Pour dessaler l’eau de mer, deux physiques s’affrontent : l’évaporation et l’osmose inverse. De nos jours, 61% des nouveaux projets de dessalement utilisent l’osmose inverse (l’usine de Perth, en Australie, par exemple, ci-contre), car produire un m3 d’eau dessalée par ce procédé coûte environ deux fois moins cher que par le premier procédé : de 0,4 à 0,8 euro. Mais le dessalement coûte encore beaucoup trop cher : il ne peut que difficilement concurrencer le m3 d’eau « traditionnel », à 0,25 euro. Dans certaines régions, où nappes phréatiques et rivières sont polluées par exemple, le dessalement est pourtant logiquement devenu compétitif.





En détails


1. Premier procédé : la distillation (par entraînement à la vapeur d’eau)
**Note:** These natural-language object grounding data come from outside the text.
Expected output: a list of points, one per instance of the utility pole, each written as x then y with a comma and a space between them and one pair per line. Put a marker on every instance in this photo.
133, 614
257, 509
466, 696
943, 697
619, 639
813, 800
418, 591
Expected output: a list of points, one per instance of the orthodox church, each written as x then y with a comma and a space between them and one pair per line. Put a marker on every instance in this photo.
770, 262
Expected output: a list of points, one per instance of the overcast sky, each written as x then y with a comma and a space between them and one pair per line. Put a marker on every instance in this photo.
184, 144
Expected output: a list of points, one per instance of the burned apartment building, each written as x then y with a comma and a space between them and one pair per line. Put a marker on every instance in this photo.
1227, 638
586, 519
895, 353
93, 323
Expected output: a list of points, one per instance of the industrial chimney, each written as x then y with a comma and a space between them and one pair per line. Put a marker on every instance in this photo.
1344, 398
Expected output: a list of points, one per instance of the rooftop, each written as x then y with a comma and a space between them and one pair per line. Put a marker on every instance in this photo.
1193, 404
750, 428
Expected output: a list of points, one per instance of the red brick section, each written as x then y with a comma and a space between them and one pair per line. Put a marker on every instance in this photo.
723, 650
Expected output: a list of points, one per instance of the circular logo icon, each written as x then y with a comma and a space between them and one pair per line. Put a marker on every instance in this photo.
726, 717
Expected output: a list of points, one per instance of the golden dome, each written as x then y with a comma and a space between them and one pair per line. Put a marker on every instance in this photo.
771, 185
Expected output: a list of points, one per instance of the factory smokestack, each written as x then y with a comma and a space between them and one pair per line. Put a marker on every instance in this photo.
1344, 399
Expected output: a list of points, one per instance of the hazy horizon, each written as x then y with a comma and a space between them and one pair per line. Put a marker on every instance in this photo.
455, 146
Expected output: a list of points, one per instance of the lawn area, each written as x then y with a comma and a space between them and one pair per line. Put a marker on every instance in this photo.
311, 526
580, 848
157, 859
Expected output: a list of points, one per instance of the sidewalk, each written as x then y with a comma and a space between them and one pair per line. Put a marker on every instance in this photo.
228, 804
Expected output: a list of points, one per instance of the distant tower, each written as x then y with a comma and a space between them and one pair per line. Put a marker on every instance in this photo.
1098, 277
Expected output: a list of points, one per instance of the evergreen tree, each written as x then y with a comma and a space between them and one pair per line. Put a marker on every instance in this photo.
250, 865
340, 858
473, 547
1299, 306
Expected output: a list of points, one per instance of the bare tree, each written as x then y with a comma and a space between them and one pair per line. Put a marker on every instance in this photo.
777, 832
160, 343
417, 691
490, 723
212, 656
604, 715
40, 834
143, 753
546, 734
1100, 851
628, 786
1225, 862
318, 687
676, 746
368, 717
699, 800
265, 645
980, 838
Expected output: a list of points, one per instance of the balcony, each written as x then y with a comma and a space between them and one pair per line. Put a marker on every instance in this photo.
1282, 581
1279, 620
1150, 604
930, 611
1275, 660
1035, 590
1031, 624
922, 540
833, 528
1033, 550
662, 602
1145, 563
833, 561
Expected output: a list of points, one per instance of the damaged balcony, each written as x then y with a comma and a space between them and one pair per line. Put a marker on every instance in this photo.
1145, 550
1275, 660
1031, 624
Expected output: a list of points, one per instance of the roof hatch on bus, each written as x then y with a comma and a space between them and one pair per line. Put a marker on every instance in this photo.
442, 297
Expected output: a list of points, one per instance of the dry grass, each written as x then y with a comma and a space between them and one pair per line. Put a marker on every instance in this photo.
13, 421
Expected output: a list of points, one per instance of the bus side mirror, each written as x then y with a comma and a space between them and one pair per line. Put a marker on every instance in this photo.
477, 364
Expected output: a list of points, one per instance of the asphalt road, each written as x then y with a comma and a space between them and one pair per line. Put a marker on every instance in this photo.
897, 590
Le premier moyen de dessaler l’eau de mer est aussi le plus ancien. Aristote a décrit le principe de la distillation au IVe siècle avant Jésus-Christ, Abélard de Bath en a fait l’expérience au XIIe siècle en chauffant de l’eau de mer, et les marins s’en sont servis sur leurs bateaux.

Le principe est simple, il repose sur un changement de phase. Dans une usine de dessalement fonctionnant par distillation, l’eau de mer est vaporisée, laissant derrière elle les sels et les impuretés qu’elle contient. Une fois condensée, l’eau distillée est exempte de sels. Cette solution nécessite de grandes quantités d’énergie. Veolia est le leader de cette voie dite thermique.


Ci-dessus : L’usine de Porto Torres, au Nord de la Sardaigne (Italie), utilisant ce procédé

Ci-dessus : Usine de dessalement thermique (Oman)

2. Second procédé : l’osmose inverse


Au tout début du XXe siècle, s’inspirant de la nature osmotique des parois cellulaires, des chercheurs avaient avancé l’idée de l’utilisation d’une membrane pour séparer le sel de l’eau de mer. Dans les années 1960, des chercheurs américains et japonais, qui avaient développé des membranes semi-perméables à des fins industrielles, se rendirent rapidement compte que ces mêmes membranes pourraient être utilisées pour dessaler l’eau de mer.

Dans la nature, l’osmose est un phénomène essentiel aux équilibres biologiques. Mais le procédé industriel est qualifié d’ « osmose inverse » car, à l’aide d’une forte pression P (supérieure à la pression osmotique p), de l’ordre de 80 bars, on « force » l’eau salée à passer du compartiment le plus concentré en sel au compartiment d’eau douce. Comme les deux compartiments sont séparés par une membrane, le compartiment d’eau douce s’enrichit en fait en eau douce. Dans la réalité, si on avait laissé faire la nature, sans imposer ni membrane ni pression, l’eau douce se serait chargée en sel et l’eau salée se serait diluée. On aurait en fait appauvri les riches pour enrichir les pauvres. Mais l’osmose inverse enrichit les riches en appauvrissant les pauvres… Ci-contre, quatre cellules d’osmose inverse. C’est ici que ce phénomène a lieu.

Cette solution a recours à des membranes filtrantes spécifiques. Ce sont en fait des films de polyamides semi-perméables à l’eau. Leurs pores sont minuscules (moins d’un nanomètre de diamètre), une taille qui entraîne une sélection drastique. Seules les molécules d’eau traversent la membrane. Même les sels dissous ne passent pas, et encore moins les impuretés (virus, micro-organismes, particules solides) contenues dans l’eau.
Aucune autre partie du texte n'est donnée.